A “simple thing” would be: Prohibit officials from approving honoraria for themselves. Commission on Audit records confirm this is an unchecked national epidemic. Jacked up salaries that officials approve should take effect only their terms end. Stuffing their own pockets is one reason local officials couldn’t even buy rescue boats.

Trees are essential. Forest cover in Cebu, for example, is down to two percent – far below the 30 percent minimum required for ecological stability. Singapore, Kuala Lumpur and Beijing massively plant trees on every available plot.

“Why is Mayor Tomas Osmena 296-hectare south reclamation project still treeless 10 years after it started?”, we texted our City Hall friend. “SRP has a few decorative trees,” he replied. “But what have Bering sea walruses got to do with Osmena’s SRP?”

Climate change drove walruses to stampede as coastal sea ice, that normally serves as a late-summer haven and nursery, melts, US Biological Survey reports. Hundreds were trampled. “I think there is reason to be concerned,” University of Alaska cautions. “Alps’ glaciers are melting. Sea levels are rising. Connect the dots,” I replied.

Ondoy’s death toll now stands at 293. “We got a glimpse of the apocalypse,” an Inquirer editorial said. “There is a pressing need to convene a commission on inquiry” that looks at how government performed.

This is welcome. One reason is today’s fatalities have acquired a Kafka like surrealism. Does the past explain why, as today’s “sitting ducks”, we could be tomorrow’s victims?, a commission could ask.

Remember Typhoon “Uring” (International code name: “Thelma”)? The storm lashed the Visayas on November 5, 1991. People in Ormoc City said it brought the “heaviest rains in 19 years”. Those who survived, that is.

The overflow from Anilao River swept over 5,101 to their deaths. That’s almost 17 times the “ Ondoy” apocalypse. Only 200 of the 2,500 residents in Isla Verde, in the midst of Anilao River, lived.

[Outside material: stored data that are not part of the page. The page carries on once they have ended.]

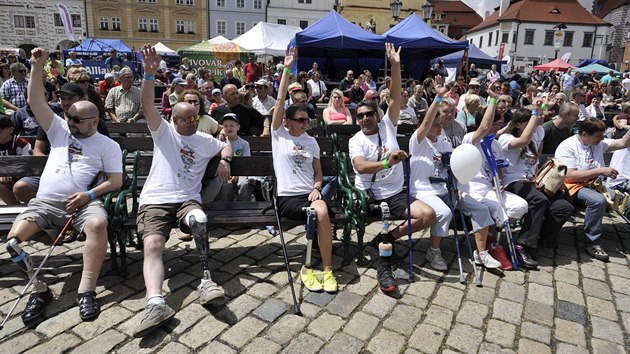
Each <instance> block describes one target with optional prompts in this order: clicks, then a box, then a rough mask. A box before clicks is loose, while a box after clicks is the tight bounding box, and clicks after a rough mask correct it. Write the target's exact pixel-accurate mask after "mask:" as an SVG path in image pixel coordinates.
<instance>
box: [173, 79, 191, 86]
mask: <svg viewBox="0 0 630 354" xmlns="http://www.w3.org/2000/svg"><path fill="white" fill-rule="evenodd" d="M171 85H182V86H188V82H187V81H186V80H184V79H182V78H179V77H178V78H175V79H174V80H173V81H172V82H171Z"/></svg>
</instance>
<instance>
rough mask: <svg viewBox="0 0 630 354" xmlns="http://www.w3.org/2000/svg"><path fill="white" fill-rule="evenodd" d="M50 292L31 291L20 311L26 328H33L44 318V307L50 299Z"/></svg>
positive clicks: (51, 296)
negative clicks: (23, 306)
mask: <svg viewBox="0 0 630 354" xmlns="http://www.w3.org/2000/svg"><path fill="white" fill-rule="evenodd" d="M52 298H53V296H52V292H51V291H50V289H47V290H46V291H45V292H41V293H32V294H31V296H30V297H29V298H28V303H27V304H26V307H25V308H24V312H23V313H22V322H23V323H24V325H25V326H26V327H27V328H35V327H37V325H38V324H40V323H41V322H42V321H43V320H44V309H45V308H46V305H48V304H49V303H50V302H51V301H52Z"/></svg>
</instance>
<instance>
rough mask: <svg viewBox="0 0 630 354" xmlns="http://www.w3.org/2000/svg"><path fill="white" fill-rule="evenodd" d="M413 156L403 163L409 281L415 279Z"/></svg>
mask: <svg viewBox="0 0 630 354" xmlns="http://www.w3.org/2000/svg"><path fill="white" fill-rule="evenodd" d="M410 160H411V155H409V156H408V157H407V158H406V159H405V160H404V161H403V167H404V168H403V169H404V170H405V183H406V184H407V236H408V238H407V246H408V247H409V280H411V279H413V242H412V241H411V234H413V230H412V229H411V188H410V187H411V180H410V178H409V176H410V174H411V165H410V162H409V161H410Z"/></svg>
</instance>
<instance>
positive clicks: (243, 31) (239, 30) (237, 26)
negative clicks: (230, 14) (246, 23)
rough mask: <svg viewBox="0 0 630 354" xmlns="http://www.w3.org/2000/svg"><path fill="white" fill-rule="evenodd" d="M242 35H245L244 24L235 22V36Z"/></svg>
mask: <svg viewBox="0 0 630 354" xmlns="http://www.w3.org/2000/svg"><path fill="white" fill-rule="evenodd" d="M243 33H245V22H240V21H238V22H236V35H237V36H240V35H241V34H243Z"/></svg>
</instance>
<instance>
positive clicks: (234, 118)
mask: <svg viewBox="0 0 630 354" xmlns="http://www.w3.org/2000/svg"><path fill="white" fill-rule="evenodd" d="M226 119H231V120H233V121H235V122H236V123H239V124H240V123H241V122H240V121H239V120H238V116H236V114H234V113H226V114H224V115H223V118H222V119H221V124H223V122H224V121H225V120H226Z"/></svg>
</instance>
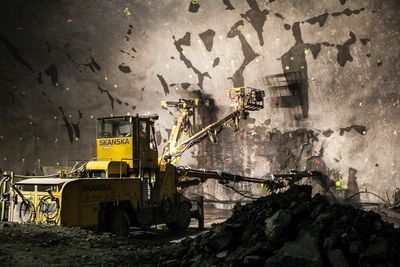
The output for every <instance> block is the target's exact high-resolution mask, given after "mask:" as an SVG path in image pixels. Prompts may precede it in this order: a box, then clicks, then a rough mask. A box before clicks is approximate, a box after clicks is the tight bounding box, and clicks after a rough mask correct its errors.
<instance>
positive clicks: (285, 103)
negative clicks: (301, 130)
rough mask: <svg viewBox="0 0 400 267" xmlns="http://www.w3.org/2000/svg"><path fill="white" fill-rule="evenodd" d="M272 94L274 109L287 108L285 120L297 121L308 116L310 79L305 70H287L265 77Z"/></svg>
mask: <svg viewBox="0 0 400 267" xmlns="http://www.w3.org/2000/svg"><path fill="white" fill-rule="evenodd" d="M263 79H264V84H265V85H266V86H267V88H268V91H269V95H270V101H271V103H270V106H271V107H272V108H273V109H287V110H288V116H289V117H288V118H285V121H288V122H295V126H297V127H298V126H300V125H299V121H301V120H302V119H303V118H307V117H308V106H309V104H308V81H307V79H308V78H307V73H305V72H300V71H297V72H285V73H282V74H275V75H268V76H265V77H264V78H263Z"/></svg>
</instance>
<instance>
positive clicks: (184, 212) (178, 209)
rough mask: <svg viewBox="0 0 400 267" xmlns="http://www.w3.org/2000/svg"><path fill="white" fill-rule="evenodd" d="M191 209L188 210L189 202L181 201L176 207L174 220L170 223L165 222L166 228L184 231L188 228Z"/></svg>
mask: <svg viewBox="0 0 400 267" xmlns="http://www.w3.org/2000/svg"><path fill="white" fill-rule="evenodd" d="M191 215H192V214H191V211H190V204H188V203H182V204H181V205H180V206H179V207H178V214H177V218H176V221H174V222H171V223H166V225H167V227H168V229H170V230H173V231H185V230H187V229H188V228H189V225H190V221H191V218H192V216H191Z"/></svg>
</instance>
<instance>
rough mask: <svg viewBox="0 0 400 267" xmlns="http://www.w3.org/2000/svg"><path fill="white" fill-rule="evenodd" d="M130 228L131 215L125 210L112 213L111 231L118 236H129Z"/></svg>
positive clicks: (109, 224) (112, 232) (109, 229)
mask: <svg viewBox="0 0 400 267" xmlns="http://www.w3.org/2000/svg"><path fill="white" fill-rule="evenodd" d="M129 227H130V219H129V215H128V213H127V212H126V210H124V209H120V208H117V209H116V210H114V212H113V213H112V217H111V221H110V224H109V230H110V232H111V233H113V234H116V235H118V236H126V235H128V232H129Z"/></svg>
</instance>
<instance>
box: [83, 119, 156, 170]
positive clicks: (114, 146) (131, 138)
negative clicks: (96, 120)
mask: <svg viewBox="0 0 400 267" xmlns="http://www.w3.org/2000/svg"><path fill="white" fill-rule="evenodd" d="M157 119H158V115H137V116H120V117H108V118H99V119H98V120H97V136H96V149H97V157H96V161H92V162H91V163H90V164H88V167H89V169H93V170H95V169H103V170H105V176H106V177H120V176H125V177H126V175H128V176H136V175H139V173H140V172H142V171H143V170H146V169H156V168H157V165H158V164H157V160H158V152H157V144H156V140H155V132H154V121H155V120H157ZM101 164H103V165H105V166H103V167H101V166H99V165H101ZM94 165H97V167H95V166H94ZM91 166H92V167H91ZM101 176H104V174H103V175H101Z"/></svg>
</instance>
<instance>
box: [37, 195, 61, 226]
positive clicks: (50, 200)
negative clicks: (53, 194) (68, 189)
mask: <svg viewBox="0 0 400 267" xmlns="http://www.w3.org/2000/svg"><path fill="white" fill-rule="evenodd" d="M48 200H50V202H48ZM53 202H54V203H55V206H54V205H53ZM59 209H60V204H59V202H58V199H57V198H55V197H53V196H52V195H49V196H44V197H42V198H41V199H40V202H39V204H38V207H37V214H38V218H39V219H41V216H44V218H46V223H52V222H54V223H57V222H56V221H55V220H54V219H55V218H57V215H58V211H59Z"/></svg>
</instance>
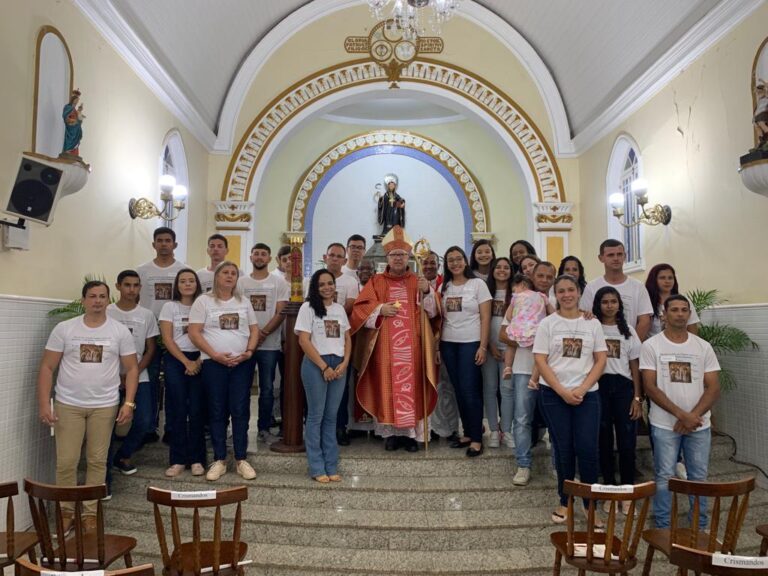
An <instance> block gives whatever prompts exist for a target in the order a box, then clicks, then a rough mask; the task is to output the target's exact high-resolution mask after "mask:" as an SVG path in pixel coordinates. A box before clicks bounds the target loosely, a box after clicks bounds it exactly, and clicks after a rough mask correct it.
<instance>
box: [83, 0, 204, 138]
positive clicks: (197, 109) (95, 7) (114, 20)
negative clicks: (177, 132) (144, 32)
mask: <svg viewBox="0 0 768 576" xmlns="http://www.w3.org/2000/svg"><path fill="white" fill-rule="evenodd" d="M73 2H74V4H75V6H77V8H79V9H80V11H81V12H82V13H83V14H84V15H85V16H86V18H88V20H90V22H91V23H92V24H93V25H94V27H95V28H96V30H98V31H99V33H100V34H101V35H102V36H103V37H104V39H105V40H106V41H107V42H108V43H109V44H110V45H111V46H112V48H114V49H115V51H116V52H117V53H118V54H119V55H120V56H122V57H123V59H124V60H125V61H126V62H127V63H128V65H129V66H130V67H131V69H132V70H133V71H134V72H135V73H136V75H137V76H138V77H139V78H140V79H141V80H142V81H143V82H144V83H145V84H146V85H147V86H148V87H149V89H150V90H151V91H152V92H153V93H154V94H155V96H157V98H158V99H159V100H160V101H161V102H162V103H163V105H164V106H165V107H166V108H167V109H168V110H169V111H170V112H171V114H173V115H174V116H176V118H178V120H179V121H180V122H181V123H182V124H183V125H184V126H185V127H186V128H187V129H188V130H189V131H190V132H191V133H192V134H193V135H194V136H195V138H197V140H198V141H199V142H200V143H201V144H202V145H203V146H204V147H205V148H206V149H207V150H208V151H212V150H213V148H214V144H215V141H216V134H215V133H214V132H213V130H211V129H210V128H209V127H208V125H207V124H206V122H205V120H203V117H202V115H201V114H200V112H199V111H198V109H197V108H196V107H195V105H194V104H193V103H192V102H190V101H189V100H188V99H187V97H186V96H185V95H184V93H183V92H182V91H181V90H180V89H179V87H178V85H177V84H176V81H175V80H174V79H173V78H172V77H171V76H170V75H169V74H168V72H167V71H166V70H165V68H163V66H162V65H161V64H160V63H159V62H158V61H157V59H156V58H155V57H154V55H153V54H152V52H151V51H150V50H149V49H148V48H147V46H146V45H145V44H144V43H143V42H142V41H141V39H140V38H139V37H138V36H137V35H136V33H135V32H134V31H133V29H132V28H131V27H130V26H129V25H128V23H127V22H126V21H125V19H124V18H123V17H122V16H121V15H120V13H119V12H118V11H117V10H116V9H115V7H114V6H113V5H112V3H111V2H109V1H105V0H73Z"/></svg>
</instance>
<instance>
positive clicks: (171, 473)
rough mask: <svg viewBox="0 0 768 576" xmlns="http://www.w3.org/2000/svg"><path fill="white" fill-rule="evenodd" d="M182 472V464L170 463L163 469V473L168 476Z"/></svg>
mask: <svg viewBox="0 0 768 576" xmlns="http://www.w3.org/2000/svg"><path fill="white" fill-rule="evenodd" d="M182 472H184V464H172V465H171V466H169V467H168V469H167V470H166V471H165V475H166V476H168V478H176V476H179V475H180V474H181V473H182Z"/></svg>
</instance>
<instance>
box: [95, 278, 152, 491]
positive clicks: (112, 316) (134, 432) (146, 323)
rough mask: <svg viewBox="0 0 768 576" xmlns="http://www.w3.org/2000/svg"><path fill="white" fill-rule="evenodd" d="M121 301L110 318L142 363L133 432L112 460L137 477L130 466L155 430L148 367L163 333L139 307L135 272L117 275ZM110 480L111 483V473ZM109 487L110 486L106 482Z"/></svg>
mask: <svg viewBox="0 0 768 576" xmlns="http://www.w3.org/2000/svg"><path fill="white" fill-rule="evenodd" d="M115 287H116V288H117V291H118V292H119V294H120V298H119V299H118V301H117V302H115V303H114V304H110V305H109V306H107V316H109V317H110V318H112V319H114V320H117V321H118V322H120V324H122V325H123V326H125V327H126V328H128V331H129V332H130V333H131V336H133V342H134V346H135V347H136V359H137V360H138V361H139V387H138V390H137V391H136V400H135V402H136V410H135V411H134V413H133V422H132V423H131V429H130V431H129V432H128V434H127V435H126V436H125V439H124V440H123V444H122V445H121V446H120V449H119V450H118V451H117V452H116V453H115V456H114V457H113V458H112V460H111V465H112V466H114V467H115V468H117V469H118V470H120V472H122V473H123V474H125V475H130V474H135V473H136V466H134V465H133V464H132V463H131V456H133V454H134V453H135V452H136V451H137V450H138V449H139V448H141V445H142V442H143V441H144V436H145V435H146V434H148V433H149V432H151V431H152V430H153V428H154V423H153V421H152V416H153V414H154V412H153V406H152V383H151V382H150V380H149V373H148V372H147V367H148V366H149V364H150V363H151V362H152V358H153V356H154V355H155V352H156V351H157V342H156V339H157V336H159V335H160V330H159V329H158V327H157V320H156V319H155V315H154V314H152V311H151V310H148V309H147V308H144V307H143V306H139V292H140V291H141V280H140V279H139V275H138V273H137V272H136V271H134V270H123V271H122V272H120V274H118V275H117V284H116V285H115ZM107 479H108V480H109V479H110V475H109V472H108V473H107ZM107 485H110V482H109V481H108V482H107Z"/></svg>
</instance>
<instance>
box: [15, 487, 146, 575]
mask: <svg viewBox="0 0 768 576" xmlns="http://www.w3.org/2000/svg"><path fill="white" fill-rule="evenodd" d="M24 490H25V491H26V492H27V495H28V496H29V509H30V511H31V512H32V521H33V522H34V524H35V531H36V532H37V537H38V538H39V540H40V546H41V548H42V553H43V558H42V562H41V563H42V565H43V567H45V568H50V569H53V570H57V571H62V572H80V571H83V570H105V569H106V568H107V567H108V566H109V565H110V564H112V563H113V562H114V561H115V560H117V559H118V558H120V557H122V558H123V559H124V561H125V566H126V567H127V568H130V567H131V550H133V549H134V548H135V547H136V539H135V538H131V537H130V536H116V535H111V534H104V514H103V511H102V506H101V498H103V497H104V496H106V495H107V487H106V485H105V484H101V485H99V486H67V487H64V486H52V485H50V484H41V483H39V482H34V481H32V480H29V479H26V480H24ZM88 500H96V530H94V531H90V532H86V531H85V530H84V527H83V518H82V512H83V502H85V501H88ZM49 502H50V503H52V504H53V527H54V534H53V535H55V536H56V544H55V547H54V542H53V538H52V534H51V529H50V525H49V520H48V518H49V517H48V514H49V511H48V508H49V506H48V505H47V503H49ZM62 502H74V503H75V511H74V517H73V521H74V535H73V536H70V537H69V538H67V531H66V530H65V529H64V515H63V513H62V508H61V504H62Z"/></svg>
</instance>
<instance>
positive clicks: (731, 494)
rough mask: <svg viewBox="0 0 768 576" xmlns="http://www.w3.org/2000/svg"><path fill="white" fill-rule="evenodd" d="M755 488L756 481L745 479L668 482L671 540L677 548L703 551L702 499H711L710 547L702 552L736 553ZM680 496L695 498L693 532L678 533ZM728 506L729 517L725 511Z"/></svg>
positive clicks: (709, 513) (690, 530) (672, 543)
mask: <svg viewBox="0 0 768 576" xmlns="http://www.w3.org/2000/svg"><path fill="white" fill-rule="evenodd" d="M754 489H755V478H754V477H751V478H745V479H744V480H737V481H735V482H695V481H692V480H680V479H679V478H670V479H669V491H670V492H671V493H672V513H671V516H670V531H669V532H670V537H671V539H672V541H671V544H672V545H673V546H674V545H675V544H678V545H680V546H686V547H689V548H694V549H701V548H699V546H698V545H697V542H698V541H699V535H700V534H701V532H702V530H701V529H700V528H699V520H700V518H701V499H702V498H708V499H710V506H709V530H708V533H709V537H708V538H707V547H706V548H705V549H703V550H705V551H706V552H709V553H712V552H715V551H720V552H722V553H723V554H733V553H734V550H735V549H736V544H737V542H738V540H739V533H740V532H741V526H742V524H743V523H744V517H745V516H746V515H747V508H748V506H749V494H750V492H752V490H754ZM680 497H684V498H688V497H693V514H692V518H691V527H690V531H681V530H678V525H677V523H678V513H679V509H678V505H679V499H680ZM726 507H727V509H728V510H727V516H726V514H725V510H724V508H726ZM723 516H725V527H724V530H723V540H722V543H719V542H718V533H719V531H720V528H721V520H722V517H723Z"/></svg>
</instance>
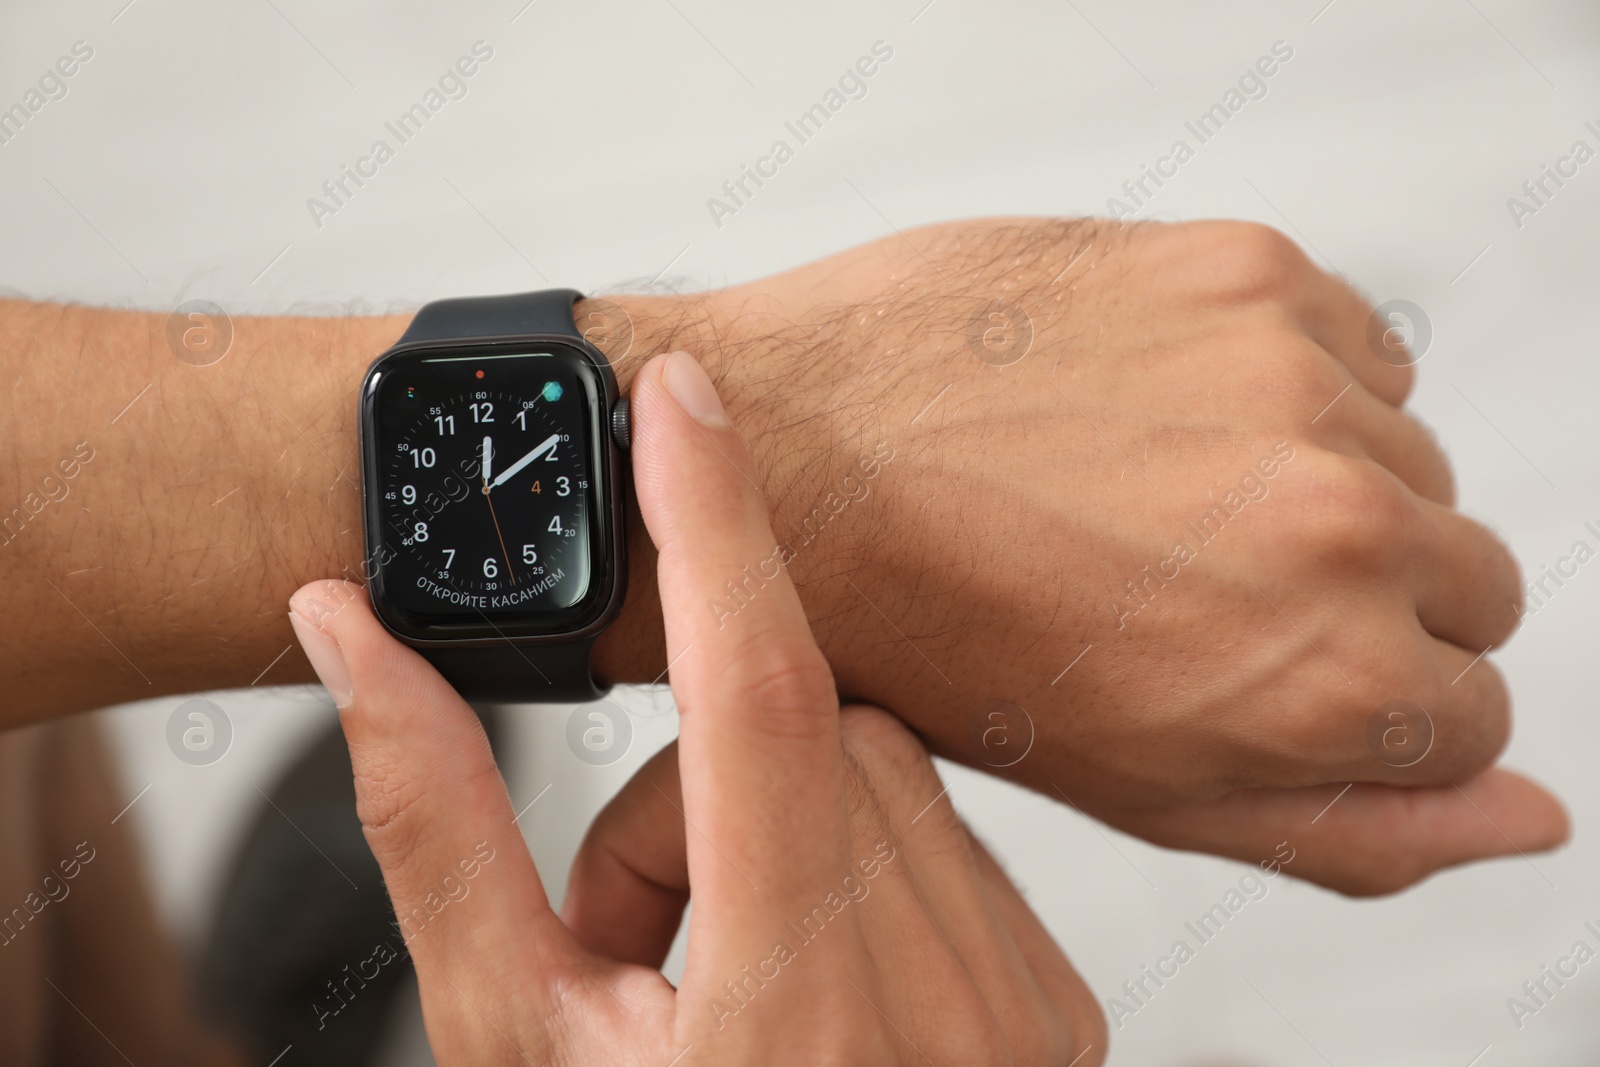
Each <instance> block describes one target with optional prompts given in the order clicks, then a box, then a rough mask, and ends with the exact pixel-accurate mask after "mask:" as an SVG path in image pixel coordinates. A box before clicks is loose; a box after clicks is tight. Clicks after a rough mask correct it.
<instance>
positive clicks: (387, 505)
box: [362, 342, 608, 638]
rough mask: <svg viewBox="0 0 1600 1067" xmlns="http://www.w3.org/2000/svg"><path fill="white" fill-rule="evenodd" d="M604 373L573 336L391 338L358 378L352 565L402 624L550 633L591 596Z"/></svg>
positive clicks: (602, 401)
mask: <svg viewBox="0 0 1600 1067" xmlns="http://www.w3.org/2000/svg"><path fill="white" fill-rule="evenodd" d="M605 406H606V405H605V387H603V382H602V379H600V378H598V373H597V370H595V366H594V363H592V360H590V357H589V355H586V354H584V352H582V350H581V349H578V347H576V346H566V344H558V342H538V344H533V346H518V347H517V349H507V347H504V346H477V347H459V346H456V347H445V349H421V350H406V352H395V354H390V355H387V357H386V358H384V360H381V362H379V363H378V365H376V366H374V368H373V370H371V371H370V373H368V379H366V387H365V390H363V406H362V416H363V464H365V475H366V477H365V478H363V482H365V496H366V499H365V512H366V542H368V555H370V558H368V571H370V574H368V577H370V579H371V582H373V590H374V593H378V595H374V603H376V605H378V606H379V613H381V614H382V616H384V621H386V622H387V624H389V625H390V627H392V629H395V630H397V632H400V633H403V635H406V637H418V638H474V637H518V635H538V633H565V632H573V630H576V629H581V627H582V625H586V624H589V622H592V621H594V619H595V616H597V614H598V613H600V611H603V609H605V600H606V592H608V590H605V589H603V587H602V585H603V582H602V581H597V569H598V571H603V568H605V547H606V541H605V537H606V534H608V531H606V530H605V520H606V507H605V501H606V491H608V486H603V485H600V483H602V480H603V478H605V477H606V470H605V466H606V464H605V462H603V456H605V451H603V450H605V448H606V446H608V440H606V437H605V426H606V416H608V413H606V411H605Z"/></svg>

Ormoc occurred before the cellphone Internet, Facebook and Twitter. Was this a reason why we’ve forgotten this apocalypse so quickly?

“Because of the death toll and other effects of the storm, the names ‘Thelma’ and ‘Uring’ were retired from future use.” That step, however, didn’t drill needed lessons into us. Are we sitting ducks because we are also dunces? Perhaps the commission should examine that issue too.